Because the depth of the debridement was to the level of the dermis and only 33 sq cm of the wound was debrided, the procedure is reported using the two debridement codes: code 97597, Debridement (eg, high pressure waterjet with/without suction, sharp selective debridement with scissors, scalpel and forceps), open wound, (eg, fibrin, devitalized epidermis and/or dermis, exudate, debris, biofilm), including topical application(s), wound assessment, use of a whirlpool, when performed and instruction(s) for ongoing care, per session, total wound(s) surface area; first 20 sq cm or less, and add-on code 97598 Debridement (eg, high pressure waterjet with/without suction, sharp selective debridement with scissors, scalpel and forceps), open wound, (eg, fibrin, devitalized epidermis and/or dermis, exudate, debris, biofilm), including topical application(s), wound assessment, use of a whirlpool, when performed and instruction(s) for ongoing care, per session, total wound(s) surface area; each additional 20 sq cm, or part thereof (List separately in addition to code for primary procedure).

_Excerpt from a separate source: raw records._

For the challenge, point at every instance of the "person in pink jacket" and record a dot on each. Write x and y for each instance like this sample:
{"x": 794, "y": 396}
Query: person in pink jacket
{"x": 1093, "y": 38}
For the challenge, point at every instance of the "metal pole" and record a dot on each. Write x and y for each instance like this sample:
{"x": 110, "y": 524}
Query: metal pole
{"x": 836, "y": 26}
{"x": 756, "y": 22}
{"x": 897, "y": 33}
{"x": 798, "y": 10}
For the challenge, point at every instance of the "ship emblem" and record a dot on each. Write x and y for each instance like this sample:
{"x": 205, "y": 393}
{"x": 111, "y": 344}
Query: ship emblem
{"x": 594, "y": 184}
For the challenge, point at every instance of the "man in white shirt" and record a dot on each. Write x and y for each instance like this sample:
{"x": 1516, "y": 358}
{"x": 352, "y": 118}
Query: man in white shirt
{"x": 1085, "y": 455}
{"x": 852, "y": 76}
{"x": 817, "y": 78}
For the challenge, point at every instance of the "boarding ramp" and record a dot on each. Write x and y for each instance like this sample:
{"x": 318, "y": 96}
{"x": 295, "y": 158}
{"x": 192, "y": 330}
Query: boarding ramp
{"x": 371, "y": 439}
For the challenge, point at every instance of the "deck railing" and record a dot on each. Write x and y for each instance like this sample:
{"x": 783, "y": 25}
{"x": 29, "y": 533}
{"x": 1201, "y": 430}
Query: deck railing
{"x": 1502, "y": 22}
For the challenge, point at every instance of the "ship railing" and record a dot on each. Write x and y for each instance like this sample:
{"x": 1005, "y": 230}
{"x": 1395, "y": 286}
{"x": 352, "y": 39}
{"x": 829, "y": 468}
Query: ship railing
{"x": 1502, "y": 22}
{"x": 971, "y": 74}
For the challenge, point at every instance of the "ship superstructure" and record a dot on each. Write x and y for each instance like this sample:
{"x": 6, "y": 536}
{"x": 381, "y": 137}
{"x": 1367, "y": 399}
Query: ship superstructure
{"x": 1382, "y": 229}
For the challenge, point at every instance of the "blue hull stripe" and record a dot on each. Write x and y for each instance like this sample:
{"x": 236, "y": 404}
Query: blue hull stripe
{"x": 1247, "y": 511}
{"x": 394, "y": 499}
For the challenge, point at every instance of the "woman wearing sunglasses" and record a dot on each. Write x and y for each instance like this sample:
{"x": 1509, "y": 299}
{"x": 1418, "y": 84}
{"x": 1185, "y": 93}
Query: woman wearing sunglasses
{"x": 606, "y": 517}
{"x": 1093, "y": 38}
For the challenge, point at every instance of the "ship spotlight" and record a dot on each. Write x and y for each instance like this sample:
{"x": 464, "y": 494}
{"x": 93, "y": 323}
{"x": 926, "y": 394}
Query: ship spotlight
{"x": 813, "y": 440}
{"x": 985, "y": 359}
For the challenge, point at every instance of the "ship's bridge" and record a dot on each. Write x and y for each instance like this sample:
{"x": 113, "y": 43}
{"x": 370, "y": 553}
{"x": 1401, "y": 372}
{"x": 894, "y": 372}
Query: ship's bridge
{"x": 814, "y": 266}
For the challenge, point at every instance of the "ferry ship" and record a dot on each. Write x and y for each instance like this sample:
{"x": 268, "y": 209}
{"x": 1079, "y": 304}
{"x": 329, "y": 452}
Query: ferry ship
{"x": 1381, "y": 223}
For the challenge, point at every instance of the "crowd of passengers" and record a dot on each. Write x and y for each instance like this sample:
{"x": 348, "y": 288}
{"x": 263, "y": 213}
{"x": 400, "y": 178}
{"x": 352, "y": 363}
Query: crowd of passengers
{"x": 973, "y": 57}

In this case, codes 97597 and 97598 are each reported only once. Code 97597 for the first 20 sq cm and code 97598 for the next 13 sq cm. The application of the wound dressing is not separately reported. However, the application of the multilayer high-compression bandage system is reported using code 29581, Application of multi-layer venous wound compression system, below knee.


----------



## thomas7331 (Feb 23, 2018)

I do see that this is addressed in the CMS NCCI Manual, in Chapter 4, Section G, paragraph 3:  _"Debridement CPT codes (e.g., 11042-11047, 97597) and grafting CPT codes (e.g., 15040-15776) should not be reported with a casting/splinting/strapping CPT code (e.g., 29445, 29580, 29581) for the same anatomic area." _   This would suggest that neither an Unna Boot nor a compression dressing would be separately reportable with a modifier 59 if used at the same location as the debridement.  Regarding, the CPT assistant scenario above, I'd note that CPT guidelines do sometimes differ from NCCI - CPT sometimes instruct to report a code in cases where NCCI bundles it.  Unbundling it with a modifier 59 just because CPT says to report it would still be inappropriate if the payer policy follows the NCCI in formulating it's reimbursement rates.


----------



## laurabvarga (Feb 27, 2018)

*TCC exception*

Thank you, Thomas. I also should have been more clear about the casting side that I was talking about Total Contact Casting, 29445. This is allowed, see this CC:


Contact cast application in wound care center 

      CPT Assistant, September 2011 Page: 11 Category: Frequently Asked Questions




Application of Contact Cast in Wound Care Center



Question: 



Our outpatient wound care centers are performing total contact casting. If the patient presents to the wound care center to have a contact cast replaced, what is the correct CPT code to report? Also, if the patient has a wound debridement reported with CPT code 11042, and a total contact cast is applied to the same extremity, is it appropriate to report both the debridement and the cast application? 



Answer: 



CPT code 29445, Application of rigid total contact leg cast, is the appropriate code to report for the total contact cast application. A Total Contact Cast (TCC) is used to reduce the pressure and/or shear forces on a lower extremity wound, typically on the plantar surface. The cast improves the ability of the wound to heal. If a wound debridement is performed (codes 11042-11047, 97597-97598), any primary or secondary dressing materials used to cover the wound would be included in the debridement and would not be separately reported. _*However, a TCC is not considered a wound dressing and is not included in the debridement procedure. Therefore, the cast application should be coded in addition to the code for the appropriate level of debridement, if performed.*_ A TCC application applied on a visit when wound debridement is not performed should be reported with code 29445 (some payers may require that the appropriate site modifier RT or LT be appended).


----------



## thomas7331 (Feb 27, 2018)

I hear what you're saying, and you can certainly 'report' those procedures, but the issue you're going to run into with this is not that if you follow the CPT or CPT assistant instructions and bill the TCC or the Unna boot with a debridement is that it's going to be denied by the payers that follow NCCI unless you use a modifier.  If you unbundle it with a modifier but the two procedures are on the same extremity or same location, then your modifier is likely not going to be supported by documentation and will not hold up in an audit.  CPT assistant is telling you that these codes can be reported together but it's not telling you it's appropriate to append the modifier to get payment.  NCCI is a reimbursement policy, not a coding policy.  Payers that follow NCCI have already calculated the cost of the TCC or Unna boot into their rates for the debridement and they will consider it an overpayment if your modifier is not supported.  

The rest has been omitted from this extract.